Aquella vez tampoco hicieron el amor, aunque ella, después de dejarse recorrer minuciosamente, sin prisas, centímetro a centímetro, se deslizó hacia él y dijo:

-Ni te imaginas lo que te espera.

No era todo lo que Asier quería, pero era mucho. Estaba pensando eso cuando le pareció escuchar un ruido en el bosque. Por alguna causa, se puso a pensar en Jing Li y Xuang Pei, los dos sirvientes chinos.

El viernes, Asier estuvo todo el día nervioso, en espera de la barbacoa. Laura le había dejado un traje de su hermano y él se estudiaba una y otra vez: la chaqueta suelta, abrochada; el pañuelo dentro o fuera; el polo verde, el polo malva. Por la noche, el jardín estaba lleno de faroles e invitados, hombres que sospechó distantes, fríos; mujeres preocupadas por mantenerse a salvo, estables, como si guardaran el equilibrio sobre una cornisa. Nada más llegar a la fiesta, el Coronel salió a su encuentro.
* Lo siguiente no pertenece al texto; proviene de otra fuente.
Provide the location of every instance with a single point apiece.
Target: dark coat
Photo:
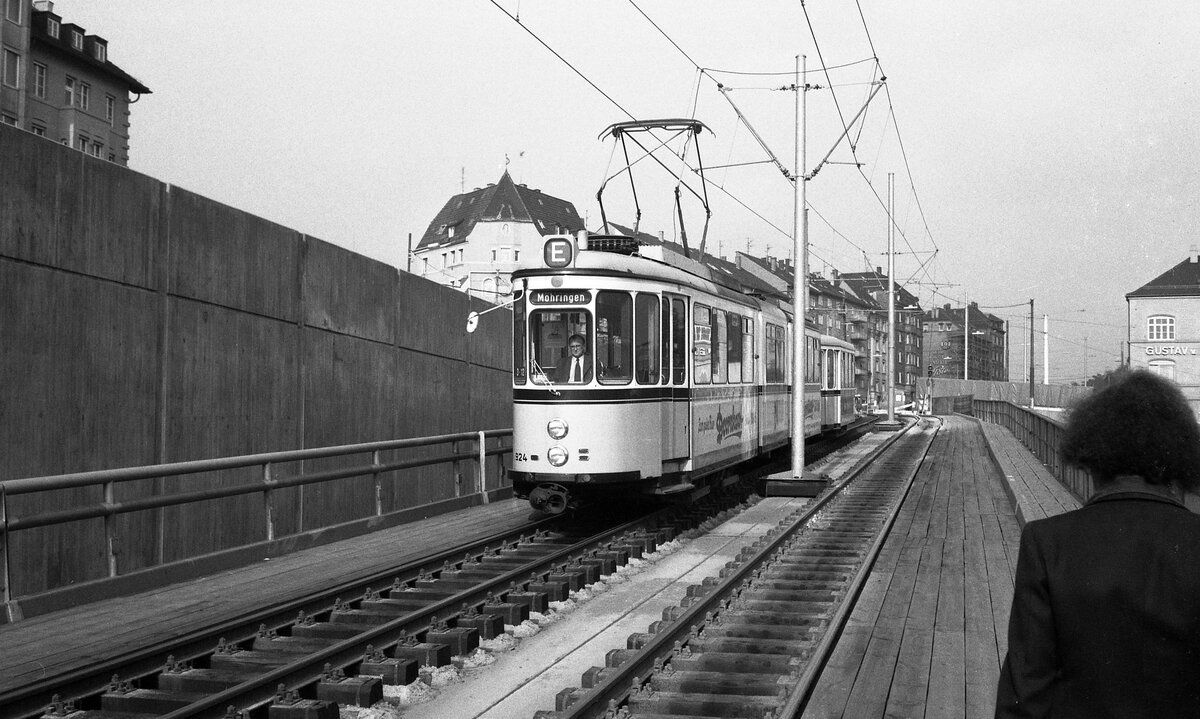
(1105, 616)
(563, 371)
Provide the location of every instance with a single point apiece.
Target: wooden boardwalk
(930, 629)
(925, 640)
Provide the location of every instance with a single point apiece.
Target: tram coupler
(551, 498)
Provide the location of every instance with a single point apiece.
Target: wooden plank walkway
(58, 642)
(930, 629)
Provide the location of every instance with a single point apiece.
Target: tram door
(676, 407)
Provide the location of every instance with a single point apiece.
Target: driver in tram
(576, 369)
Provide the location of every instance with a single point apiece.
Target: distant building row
(1164, 327)
(58, 82)
(478, 239)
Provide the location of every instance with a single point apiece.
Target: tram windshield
(606, 341)
(550, 331)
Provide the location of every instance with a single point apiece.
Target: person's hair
(1140, 424)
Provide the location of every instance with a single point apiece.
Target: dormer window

-Oiga, Asier -dijo-, vamos a pedirle un gran favor: nos han fallado un par de camareros y falta gente en la cocina; si no hacemos algo, todo esto va a ser un desastre. ¿Nos ayudaría usted? Vaya dentro, muchacho, dígale a Xuang Pei que yo le he enviado. ¿Lo hará? Que Dios le bendiga -y con esta última frase puso algo en su americana. Asier sabía que era dinero y se preguntó cuánto. Más tarde, mientras partiese carne en la cocina, cuando su traje blanco ya estuviera manchado de sangre, iba a meter la mano en el bolsillo para poder contarlo. Al otro lado de la ventana pudo ver un par de veces a Laura. ¿Por qué no había ido a buscarle? Miró las lámparas rojas en su suéter, en sus pantalones. Todo había ocurrido tan rápido. Supo que la había perdido. Pero no fue capaz de imaginar todo el horror que le estaba esperando.